Now for the second level of Wittgenstein’s hostility: his objection to the spirit of ‘the typical western scientist’ (Culture and Value, p, 7). Science, he writes, is driven by a commitment to making progress, to ‘onwards movement [and to] building ever larger and more complicated structures’; it involves an endless quest for novelty, ‘add[ing] one construction after another, moving on and up, as it were, from one stage to the next’ (Philosophical Remarks p. 7). Science values knowledge only as a means to an end. And ‘the spirit in which science is carried on nowadays’, he complains, is incompatible with a sense of wonder at nature: ‘Man has to awaken to wonder . . . Science is a way of sending him to sleep again’ (Culture and Value, p. 5).
...Wittgenstein is not objecting to scientific method or scientific understanding itself but only to a particular spirit in which, in his opinion, science happens to be pursued.

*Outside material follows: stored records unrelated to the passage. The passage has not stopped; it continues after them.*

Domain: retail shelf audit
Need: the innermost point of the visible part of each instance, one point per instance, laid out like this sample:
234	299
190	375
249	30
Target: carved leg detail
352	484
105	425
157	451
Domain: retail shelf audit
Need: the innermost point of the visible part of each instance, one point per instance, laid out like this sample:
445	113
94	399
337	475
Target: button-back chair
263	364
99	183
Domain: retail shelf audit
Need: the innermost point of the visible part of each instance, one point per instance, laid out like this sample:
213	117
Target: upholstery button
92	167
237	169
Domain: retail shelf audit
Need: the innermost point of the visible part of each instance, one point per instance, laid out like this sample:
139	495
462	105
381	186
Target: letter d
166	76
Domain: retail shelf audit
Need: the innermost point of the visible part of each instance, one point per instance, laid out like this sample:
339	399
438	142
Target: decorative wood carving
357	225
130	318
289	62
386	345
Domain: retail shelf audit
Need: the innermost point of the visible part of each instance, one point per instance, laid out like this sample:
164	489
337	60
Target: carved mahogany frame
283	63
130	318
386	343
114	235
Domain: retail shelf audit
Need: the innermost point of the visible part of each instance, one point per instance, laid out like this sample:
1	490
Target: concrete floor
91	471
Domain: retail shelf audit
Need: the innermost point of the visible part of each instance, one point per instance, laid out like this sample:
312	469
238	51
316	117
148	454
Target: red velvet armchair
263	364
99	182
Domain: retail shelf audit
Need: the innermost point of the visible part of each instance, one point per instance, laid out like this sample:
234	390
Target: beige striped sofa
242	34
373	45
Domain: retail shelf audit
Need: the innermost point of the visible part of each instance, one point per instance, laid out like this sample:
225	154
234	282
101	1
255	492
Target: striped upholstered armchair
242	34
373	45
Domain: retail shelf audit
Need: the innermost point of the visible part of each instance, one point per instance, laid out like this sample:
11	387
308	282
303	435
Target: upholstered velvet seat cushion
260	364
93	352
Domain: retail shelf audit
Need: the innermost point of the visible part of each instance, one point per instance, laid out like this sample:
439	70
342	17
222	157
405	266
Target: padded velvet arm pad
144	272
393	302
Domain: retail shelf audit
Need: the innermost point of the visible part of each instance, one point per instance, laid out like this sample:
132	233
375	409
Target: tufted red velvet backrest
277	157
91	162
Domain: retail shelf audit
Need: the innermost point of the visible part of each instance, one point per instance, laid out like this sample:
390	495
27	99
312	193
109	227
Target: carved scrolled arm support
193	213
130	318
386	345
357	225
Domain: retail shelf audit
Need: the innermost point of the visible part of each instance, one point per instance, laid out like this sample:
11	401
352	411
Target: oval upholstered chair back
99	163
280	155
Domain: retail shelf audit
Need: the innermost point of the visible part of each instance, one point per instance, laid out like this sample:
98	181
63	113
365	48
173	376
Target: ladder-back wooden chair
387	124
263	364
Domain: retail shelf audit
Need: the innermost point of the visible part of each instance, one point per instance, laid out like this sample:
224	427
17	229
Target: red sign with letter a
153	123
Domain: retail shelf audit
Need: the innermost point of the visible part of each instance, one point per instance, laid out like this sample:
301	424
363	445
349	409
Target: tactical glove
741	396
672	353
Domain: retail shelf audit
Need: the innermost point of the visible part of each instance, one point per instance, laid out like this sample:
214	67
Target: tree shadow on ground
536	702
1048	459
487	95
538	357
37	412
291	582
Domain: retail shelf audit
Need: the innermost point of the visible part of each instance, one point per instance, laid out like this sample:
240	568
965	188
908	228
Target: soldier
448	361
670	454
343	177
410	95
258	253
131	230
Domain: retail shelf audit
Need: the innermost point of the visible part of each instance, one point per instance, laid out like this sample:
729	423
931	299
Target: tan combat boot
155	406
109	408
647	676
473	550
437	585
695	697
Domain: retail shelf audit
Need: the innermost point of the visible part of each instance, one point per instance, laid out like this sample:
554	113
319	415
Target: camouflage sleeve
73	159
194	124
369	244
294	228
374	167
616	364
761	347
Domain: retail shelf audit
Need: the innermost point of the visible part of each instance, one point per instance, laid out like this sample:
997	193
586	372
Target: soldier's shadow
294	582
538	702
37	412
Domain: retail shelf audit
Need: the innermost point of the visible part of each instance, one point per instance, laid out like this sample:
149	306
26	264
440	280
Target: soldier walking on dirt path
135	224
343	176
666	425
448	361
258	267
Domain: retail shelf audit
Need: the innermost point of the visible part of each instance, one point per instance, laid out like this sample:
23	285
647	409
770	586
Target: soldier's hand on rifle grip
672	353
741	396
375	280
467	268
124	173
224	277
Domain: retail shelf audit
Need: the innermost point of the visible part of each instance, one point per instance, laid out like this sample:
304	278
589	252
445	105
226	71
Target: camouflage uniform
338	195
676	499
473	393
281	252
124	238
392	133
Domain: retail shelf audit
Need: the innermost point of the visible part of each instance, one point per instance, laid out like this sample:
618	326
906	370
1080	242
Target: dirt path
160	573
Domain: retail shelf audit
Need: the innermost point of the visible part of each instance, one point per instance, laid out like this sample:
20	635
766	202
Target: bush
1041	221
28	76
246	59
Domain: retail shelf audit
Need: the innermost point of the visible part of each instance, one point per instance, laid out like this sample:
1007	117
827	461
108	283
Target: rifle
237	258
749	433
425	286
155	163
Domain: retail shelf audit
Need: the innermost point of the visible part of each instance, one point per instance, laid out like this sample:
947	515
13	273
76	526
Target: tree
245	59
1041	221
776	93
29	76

But – and this is the third level – Wittgenstein does sometimes display outright hostility to science as such. ‘It isn’t absurd’, he says, ‘to believe that the age of science and technology is the beginning of the end for humanity; that the idea of great progress is a delusion, along with the idea that the truth will ultimately be known; that there is nothing good or desirable about scientific knowledge and that mankind, in seeking it, is falling into a trap. It is by no means obvious that that is not how things are (Culture and Value, p. 56). That goes well beyond the first two levels of hostility. Admittedly, he doesn’t commit himself to the claim that there is literally nothing good or desirable about scientific knowledge; he only says that that idea ‘isn’t absurd’.